Description
The early years of Luigi Ontani’s career, after training at the Accademia di Belle Arti in Bologna, are marked by several
trips to the Far East, where he encountered a culture that would profoundly affect all of his works, including his most mature. When, in 1970, he moved permanently to Rome, Ontani had already been experimenting for two years with his famous photographic tableaux vivants in which the subject is always the artist who uses his body to represent various subjects and themes. "Le Ore" is a work that, whilst being in the wake of this photographic tradition, contains both a performative dimension – each image is the result of a set-up curated by the artist in its smallest detail – and installation, connected to the nature of his original project.
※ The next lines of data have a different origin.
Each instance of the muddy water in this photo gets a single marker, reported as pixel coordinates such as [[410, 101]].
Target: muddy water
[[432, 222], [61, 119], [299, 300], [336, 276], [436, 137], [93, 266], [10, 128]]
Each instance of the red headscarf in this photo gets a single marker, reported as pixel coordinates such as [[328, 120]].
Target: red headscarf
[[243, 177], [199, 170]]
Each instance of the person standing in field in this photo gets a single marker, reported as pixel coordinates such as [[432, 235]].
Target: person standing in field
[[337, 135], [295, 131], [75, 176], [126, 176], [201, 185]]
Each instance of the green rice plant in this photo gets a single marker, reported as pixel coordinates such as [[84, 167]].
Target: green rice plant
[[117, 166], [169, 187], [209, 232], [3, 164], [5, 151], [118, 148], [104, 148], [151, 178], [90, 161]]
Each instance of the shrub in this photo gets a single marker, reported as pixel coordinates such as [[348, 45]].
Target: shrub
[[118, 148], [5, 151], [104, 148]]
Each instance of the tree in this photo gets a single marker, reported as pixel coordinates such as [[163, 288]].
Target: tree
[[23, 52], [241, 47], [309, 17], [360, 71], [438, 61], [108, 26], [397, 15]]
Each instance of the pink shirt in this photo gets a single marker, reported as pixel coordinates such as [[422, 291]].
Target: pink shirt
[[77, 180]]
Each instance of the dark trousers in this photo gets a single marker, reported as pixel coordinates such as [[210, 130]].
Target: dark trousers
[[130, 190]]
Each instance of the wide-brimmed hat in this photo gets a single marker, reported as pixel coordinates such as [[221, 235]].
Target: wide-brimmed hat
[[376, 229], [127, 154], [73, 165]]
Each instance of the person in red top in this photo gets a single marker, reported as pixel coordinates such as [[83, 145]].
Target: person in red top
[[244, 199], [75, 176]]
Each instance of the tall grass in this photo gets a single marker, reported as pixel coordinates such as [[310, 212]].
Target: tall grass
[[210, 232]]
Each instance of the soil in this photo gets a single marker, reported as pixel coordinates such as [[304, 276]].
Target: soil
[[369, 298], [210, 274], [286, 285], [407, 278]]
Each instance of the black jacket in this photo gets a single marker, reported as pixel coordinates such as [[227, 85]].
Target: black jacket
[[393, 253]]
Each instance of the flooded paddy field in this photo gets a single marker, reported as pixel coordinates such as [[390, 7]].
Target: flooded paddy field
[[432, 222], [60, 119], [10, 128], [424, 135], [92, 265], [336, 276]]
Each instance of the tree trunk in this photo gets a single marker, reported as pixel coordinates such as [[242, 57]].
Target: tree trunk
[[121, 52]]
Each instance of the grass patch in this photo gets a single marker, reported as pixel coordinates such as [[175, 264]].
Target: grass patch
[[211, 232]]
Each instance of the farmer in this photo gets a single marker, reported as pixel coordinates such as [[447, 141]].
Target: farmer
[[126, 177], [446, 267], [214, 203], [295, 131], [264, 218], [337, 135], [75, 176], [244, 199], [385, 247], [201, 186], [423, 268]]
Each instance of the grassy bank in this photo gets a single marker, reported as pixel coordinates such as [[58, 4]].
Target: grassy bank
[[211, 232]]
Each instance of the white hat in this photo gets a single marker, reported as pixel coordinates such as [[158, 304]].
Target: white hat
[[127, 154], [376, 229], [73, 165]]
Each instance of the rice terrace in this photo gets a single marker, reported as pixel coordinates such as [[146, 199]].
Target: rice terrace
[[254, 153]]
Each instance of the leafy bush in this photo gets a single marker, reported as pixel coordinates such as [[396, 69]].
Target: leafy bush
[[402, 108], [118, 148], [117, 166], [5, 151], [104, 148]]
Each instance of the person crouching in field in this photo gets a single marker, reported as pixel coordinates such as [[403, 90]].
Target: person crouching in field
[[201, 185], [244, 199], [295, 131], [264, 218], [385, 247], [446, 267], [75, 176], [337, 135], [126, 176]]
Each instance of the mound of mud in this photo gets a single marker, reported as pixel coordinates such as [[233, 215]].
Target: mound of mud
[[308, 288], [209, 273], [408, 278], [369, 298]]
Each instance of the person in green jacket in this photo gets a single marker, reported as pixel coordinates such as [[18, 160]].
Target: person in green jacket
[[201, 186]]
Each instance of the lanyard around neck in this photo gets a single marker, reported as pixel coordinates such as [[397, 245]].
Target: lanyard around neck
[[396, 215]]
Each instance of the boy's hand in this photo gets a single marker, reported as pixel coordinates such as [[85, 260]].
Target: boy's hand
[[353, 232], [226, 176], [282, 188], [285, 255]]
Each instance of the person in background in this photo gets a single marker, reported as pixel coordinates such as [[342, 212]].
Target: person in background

In fact, this work was exhibited in 1976 at the Galleria L’Attico in Rome, in an exhibition in which twenty-four photographic poses were projected, “materializing” at the hour of the day corresponding to that in the clock represented in each of the images. The tableaux vivant is the expressive instrument through which Ontani stabilizes his image in a space and time closer to that of painting than of performance. In each of the photographic poses in which the artist reinterprets some of the best-known characters of his production (Narcissus, Leda and the Swan, Dante, St. Sebastian, etc.) we can trace several references to art history, starting with the leitmotif of the astrological clock that marks the hours, a direct citation of the one made by Paolo Uccello for the counter-façade of Santa Maria del Fiore.